Midas Gold Followup Case
Current Status:
Active
Date Filed:
Jan 2, 2014
Case Title:
Environmental Assessment for the Golden Meadow Exploration Project
Staff attorney(s):
Bryan Hurlbutt
Client(s):
To Protect:
Fish
Water
Idaho
Case Information:
January 7th, 2015 — For the third time now, the Forest Service has issued a Draft Environmental Assessment (EA) and proposes to approve Midas Gold’s three-year exploration plan at Idaho’s historic Stibnite mining site. Twice – in response to our pressure – the Forest Service has withdrawn EAs for Midas’s exploration, citing the need for additional analysis on water quality impacts from drilling at the contaminated site and from hauling large quantities of fuel and other supplies to the site through important watersheds for threatened fish species. Unfortunately, this third EA still falls short.
Midas hopes to someday build three open-pit gold mines at the site. For the next three years, Midas proposes drilling 178 exploration holes on the Payette National Forest, which would involve clearing 139 drill pads of vegetation, digging 120 waste sumps to hold drill fluids and cuttings, and withdrawing water from streams at the site. To support these operations, Midas proposes hauling three million gallons of fuel to the site on narrow, windy, steep, and mostly unpaved roads for many miles, year-round and including during winter when roads can be treacherous.Advocates for the West worked with the Idaho Conservation League (ICL) to submit comments on the Draft EA on January 2, 2015. The comments highlight our ongoing concerns with the Forest Service’s handling of the project, including that the Forest Service still insists on preparing an EA instead of a full Environmental Impact Statement to evaluate this complex, large-scale project. Also, the Forest Service still refuses to consider any alternative plans that would scale back or modify Midas’s proposal and reduce the environmental impacts.

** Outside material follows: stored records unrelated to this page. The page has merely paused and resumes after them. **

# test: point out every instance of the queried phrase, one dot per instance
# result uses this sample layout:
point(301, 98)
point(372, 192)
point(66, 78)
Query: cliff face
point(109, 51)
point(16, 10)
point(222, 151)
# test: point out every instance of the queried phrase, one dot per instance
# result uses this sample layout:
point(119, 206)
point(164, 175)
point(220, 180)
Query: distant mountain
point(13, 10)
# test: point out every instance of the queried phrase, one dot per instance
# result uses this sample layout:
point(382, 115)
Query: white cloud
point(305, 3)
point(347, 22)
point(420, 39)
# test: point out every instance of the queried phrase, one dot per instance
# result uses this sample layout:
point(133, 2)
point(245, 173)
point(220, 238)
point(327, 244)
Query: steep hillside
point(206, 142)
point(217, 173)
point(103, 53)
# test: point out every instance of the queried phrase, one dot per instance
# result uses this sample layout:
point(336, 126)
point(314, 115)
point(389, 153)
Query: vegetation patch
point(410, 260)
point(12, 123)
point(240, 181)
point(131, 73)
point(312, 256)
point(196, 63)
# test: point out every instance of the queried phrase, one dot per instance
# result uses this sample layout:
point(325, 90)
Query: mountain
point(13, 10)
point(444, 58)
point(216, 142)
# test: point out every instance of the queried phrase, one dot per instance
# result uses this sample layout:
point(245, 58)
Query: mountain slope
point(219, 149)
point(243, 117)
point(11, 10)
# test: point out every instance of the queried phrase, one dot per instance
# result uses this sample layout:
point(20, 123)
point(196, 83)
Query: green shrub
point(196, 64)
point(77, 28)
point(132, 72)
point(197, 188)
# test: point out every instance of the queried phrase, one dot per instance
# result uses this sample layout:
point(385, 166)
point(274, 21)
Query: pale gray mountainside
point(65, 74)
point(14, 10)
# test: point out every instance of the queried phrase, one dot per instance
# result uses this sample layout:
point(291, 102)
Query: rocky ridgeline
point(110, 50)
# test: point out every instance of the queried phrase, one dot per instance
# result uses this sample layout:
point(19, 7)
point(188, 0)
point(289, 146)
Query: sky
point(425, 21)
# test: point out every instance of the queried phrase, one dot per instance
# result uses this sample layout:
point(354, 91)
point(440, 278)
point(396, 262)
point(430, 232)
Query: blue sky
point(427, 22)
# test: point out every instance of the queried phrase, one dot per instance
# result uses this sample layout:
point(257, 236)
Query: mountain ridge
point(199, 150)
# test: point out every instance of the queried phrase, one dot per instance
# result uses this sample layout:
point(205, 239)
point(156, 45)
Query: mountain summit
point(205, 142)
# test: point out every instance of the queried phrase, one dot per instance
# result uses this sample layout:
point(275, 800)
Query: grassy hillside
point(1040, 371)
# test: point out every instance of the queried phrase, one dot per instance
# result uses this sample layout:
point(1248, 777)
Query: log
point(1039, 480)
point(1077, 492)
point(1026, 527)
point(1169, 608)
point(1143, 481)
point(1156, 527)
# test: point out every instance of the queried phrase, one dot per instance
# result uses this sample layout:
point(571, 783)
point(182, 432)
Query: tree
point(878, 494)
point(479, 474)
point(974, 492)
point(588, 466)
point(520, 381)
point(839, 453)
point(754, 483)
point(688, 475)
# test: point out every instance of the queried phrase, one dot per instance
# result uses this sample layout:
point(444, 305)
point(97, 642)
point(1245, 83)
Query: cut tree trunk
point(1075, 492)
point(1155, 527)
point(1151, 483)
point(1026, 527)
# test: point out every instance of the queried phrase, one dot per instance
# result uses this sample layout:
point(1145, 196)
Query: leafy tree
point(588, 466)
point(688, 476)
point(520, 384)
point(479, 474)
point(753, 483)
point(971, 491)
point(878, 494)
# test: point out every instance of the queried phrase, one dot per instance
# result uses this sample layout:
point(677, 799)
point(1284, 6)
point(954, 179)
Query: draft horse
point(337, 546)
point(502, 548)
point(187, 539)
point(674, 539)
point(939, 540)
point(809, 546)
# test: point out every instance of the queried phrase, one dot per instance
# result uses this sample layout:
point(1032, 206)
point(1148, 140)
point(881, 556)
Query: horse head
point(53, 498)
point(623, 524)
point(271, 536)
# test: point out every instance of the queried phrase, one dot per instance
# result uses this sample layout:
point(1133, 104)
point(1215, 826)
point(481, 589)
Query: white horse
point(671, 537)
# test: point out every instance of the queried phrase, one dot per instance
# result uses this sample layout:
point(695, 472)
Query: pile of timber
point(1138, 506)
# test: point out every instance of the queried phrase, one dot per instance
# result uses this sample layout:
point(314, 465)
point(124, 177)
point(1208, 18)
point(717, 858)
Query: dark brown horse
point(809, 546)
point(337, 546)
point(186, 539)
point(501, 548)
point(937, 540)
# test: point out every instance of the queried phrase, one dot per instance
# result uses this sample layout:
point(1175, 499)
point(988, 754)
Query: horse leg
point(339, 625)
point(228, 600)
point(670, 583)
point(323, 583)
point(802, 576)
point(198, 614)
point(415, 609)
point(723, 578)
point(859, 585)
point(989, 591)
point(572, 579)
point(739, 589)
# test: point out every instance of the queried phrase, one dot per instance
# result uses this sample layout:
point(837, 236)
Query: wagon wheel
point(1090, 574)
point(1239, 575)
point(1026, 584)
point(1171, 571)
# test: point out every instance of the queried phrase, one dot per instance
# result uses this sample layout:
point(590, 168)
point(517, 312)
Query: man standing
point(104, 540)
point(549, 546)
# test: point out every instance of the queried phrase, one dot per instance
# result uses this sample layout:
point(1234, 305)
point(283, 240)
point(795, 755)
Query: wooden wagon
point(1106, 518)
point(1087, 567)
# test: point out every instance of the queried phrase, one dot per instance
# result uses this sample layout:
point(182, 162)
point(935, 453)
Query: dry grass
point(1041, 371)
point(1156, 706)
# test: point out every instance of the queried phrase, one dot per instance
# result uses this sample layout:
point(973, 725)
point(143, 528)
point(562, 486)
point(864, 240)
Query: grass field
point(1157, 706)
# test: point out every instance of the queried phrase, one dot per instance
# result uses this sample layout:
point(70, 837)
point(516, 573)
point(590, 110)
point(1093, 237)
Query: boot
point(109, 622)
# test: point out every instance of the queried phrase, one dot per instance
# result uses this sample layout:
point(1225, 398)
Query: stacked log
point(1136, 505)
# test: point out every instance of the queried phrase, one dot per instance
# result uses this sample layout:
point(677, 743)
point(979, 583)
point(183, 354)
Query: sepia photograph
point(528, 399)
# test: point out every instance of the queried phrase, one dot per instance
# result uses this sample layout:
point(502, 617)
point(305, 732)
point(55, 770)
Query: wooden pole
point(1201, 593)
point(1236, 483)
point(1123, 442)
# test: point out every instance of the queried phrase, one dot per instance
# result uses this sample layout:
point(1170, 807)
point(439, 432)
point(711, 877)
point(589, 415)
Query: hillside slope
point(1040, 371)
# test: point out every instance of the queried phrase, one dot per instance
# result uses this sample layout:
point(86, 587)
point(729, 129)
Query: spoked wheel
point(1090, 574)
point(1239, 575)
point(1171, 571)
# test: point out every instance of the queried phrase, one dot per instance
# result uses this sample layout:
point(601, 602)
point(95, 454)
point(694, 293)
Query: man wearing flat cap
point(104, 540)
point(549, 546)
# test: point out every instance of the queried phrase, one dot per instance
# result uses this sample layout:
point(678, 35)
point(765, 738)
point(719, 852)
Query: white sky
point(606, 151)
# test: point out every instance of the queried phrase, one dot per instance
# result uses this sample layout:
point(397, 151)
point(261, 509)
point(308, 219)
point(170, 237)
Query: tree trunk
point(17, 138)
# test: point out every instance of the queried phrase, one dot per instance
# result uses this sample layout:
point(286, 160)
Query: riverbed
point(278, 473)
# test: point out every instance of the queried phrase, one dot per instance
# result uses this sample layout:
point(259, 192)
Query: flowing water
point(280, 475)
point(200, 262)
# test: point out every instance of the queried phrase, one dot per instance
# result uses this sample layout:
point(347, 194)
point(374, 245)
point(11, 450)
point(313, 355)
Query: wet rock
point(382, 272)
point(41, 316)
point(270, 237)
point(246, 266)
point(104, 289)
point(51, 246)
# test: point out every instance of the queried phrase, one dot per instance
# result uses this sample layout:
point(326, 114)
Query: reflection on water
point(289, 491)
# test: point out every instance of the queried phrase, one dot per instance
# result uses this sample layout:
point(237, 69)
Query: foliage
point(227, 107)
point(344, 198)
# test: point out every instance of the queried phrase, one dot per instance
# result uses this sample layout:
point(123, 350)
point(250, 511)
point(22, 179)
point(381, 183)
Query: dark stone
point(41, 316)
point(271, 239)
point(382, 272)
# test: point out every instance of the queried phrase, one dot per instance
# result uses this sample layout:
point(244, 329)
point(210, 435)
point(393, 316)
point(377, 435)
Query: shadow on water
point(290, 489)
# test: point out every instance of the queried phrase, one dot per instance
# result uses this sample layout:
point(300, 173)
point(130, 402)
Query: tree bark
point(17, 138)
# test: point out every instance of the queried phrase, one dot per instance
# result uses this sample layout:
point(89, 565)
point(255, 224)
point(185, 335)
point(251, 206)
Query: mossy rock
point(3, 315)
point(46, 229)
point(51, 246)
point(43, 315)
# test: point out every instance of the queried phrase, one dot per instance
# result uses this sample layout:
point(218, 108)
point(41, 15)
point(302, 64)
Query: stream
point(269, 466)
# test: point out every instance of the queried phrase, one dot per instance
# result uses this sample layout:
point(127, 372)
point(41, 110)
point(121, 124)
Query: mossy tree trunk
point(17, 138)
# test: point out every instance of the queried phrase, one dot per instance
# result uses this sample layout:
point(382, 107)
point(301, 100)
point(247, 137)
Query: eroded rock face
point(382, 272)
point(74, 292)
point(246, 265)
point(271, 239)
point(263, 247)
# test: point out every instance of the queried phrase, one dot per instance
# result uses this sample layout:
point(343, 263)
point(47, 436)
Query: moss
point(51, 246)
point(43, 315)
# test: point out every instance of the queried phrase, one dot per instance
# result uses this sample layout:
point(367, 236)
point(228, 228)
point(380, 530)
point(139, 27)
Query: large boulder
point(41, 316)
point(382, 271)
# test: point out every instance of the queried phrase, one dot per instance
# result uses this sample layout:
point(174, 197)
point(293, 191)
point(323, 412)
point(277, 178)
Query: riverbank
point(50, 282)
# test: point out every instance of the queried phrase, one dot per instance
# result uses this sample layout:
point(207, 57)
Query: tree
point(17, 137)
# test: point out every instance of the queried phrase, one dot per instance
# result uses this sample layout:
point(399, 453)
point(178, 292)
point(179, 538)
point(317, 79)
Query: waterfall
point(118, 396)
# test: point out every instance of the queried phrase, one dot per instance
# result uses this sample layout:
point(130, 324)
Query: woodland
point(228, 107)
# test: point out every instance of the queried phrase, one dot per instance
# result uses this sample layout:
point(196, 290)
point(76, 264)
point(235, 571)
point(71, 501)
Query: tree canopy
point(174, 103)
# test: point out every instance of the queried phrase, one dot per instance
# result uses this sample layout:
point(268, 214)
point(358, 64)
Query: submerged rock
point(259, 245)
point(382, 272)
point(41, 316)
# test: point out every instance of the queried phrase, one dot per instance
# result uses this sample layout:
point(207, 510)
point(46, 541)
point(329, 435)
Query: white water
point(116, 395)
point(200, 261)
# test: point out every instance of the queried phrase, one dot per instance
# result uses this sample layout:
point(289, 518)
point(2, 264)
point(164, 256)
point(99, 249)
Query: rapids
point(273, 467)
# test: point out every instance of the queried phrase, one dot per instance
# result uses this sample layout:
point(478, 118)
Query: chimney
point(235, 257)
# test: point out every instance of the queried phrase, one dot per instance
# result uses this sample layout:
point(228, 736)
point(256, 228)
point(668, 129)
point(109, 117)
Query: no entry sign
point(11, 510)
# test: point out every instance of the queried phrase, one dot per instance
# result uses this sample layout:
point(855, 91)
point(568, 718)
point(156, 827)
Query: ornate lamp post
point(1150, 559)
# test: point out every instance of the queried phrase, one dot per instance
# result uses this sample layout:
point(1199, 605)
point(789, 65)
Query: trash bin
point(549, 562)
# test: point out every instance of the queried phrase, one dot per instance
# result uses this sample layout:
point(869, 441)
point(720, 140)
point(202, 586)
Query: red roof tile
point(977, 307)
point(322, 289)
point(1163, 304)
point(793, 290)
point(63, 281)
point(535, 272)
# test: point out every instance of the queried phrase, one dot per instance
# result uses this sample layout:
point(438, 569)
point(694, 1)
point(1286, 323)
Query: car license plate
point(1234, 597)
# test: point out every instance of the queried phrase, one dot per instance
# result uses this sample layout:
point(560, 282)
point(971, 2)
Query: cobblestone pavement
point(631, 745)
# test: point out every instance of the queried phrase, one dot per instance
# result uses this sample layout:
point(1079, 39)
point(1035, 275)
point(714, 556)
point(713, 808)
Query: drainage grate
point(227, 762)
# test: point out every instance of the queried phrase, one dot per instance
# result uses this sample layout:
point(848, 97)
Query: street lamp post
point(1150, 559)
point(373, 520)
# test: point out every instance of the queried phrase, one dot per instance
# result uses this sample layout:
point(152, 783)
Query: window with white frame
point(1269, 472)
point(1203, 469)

ICL’s comments also raise many new concerns. For example, while the Draft EA added an evaluation of sediment delivery to streams caused by Midas’s repeated vehicle trips to and from the site, the Forest Service grossly undercounted the number of daily trips. Midas proposed making up to 40 vehicle trips to the site daily, but the Forest Service evaluated the impacts of only 4 trips per day.Also, the Forest Service has designated the South Fork Salmon River as eligible for listing under the Wild and Scenic Rivers Act because it “represents a premier example of a river with outstandingly remarkable recreational, scenic, geological, cultural, botanical and fisheries values.” But the Forest Service proposes to allow Midas to haul fuel along the South Fork regularly every winter in large convoys, using 4,000 gallon trucks without conducting a suitability study as is required by the Forest Plan for the Payette National Forest.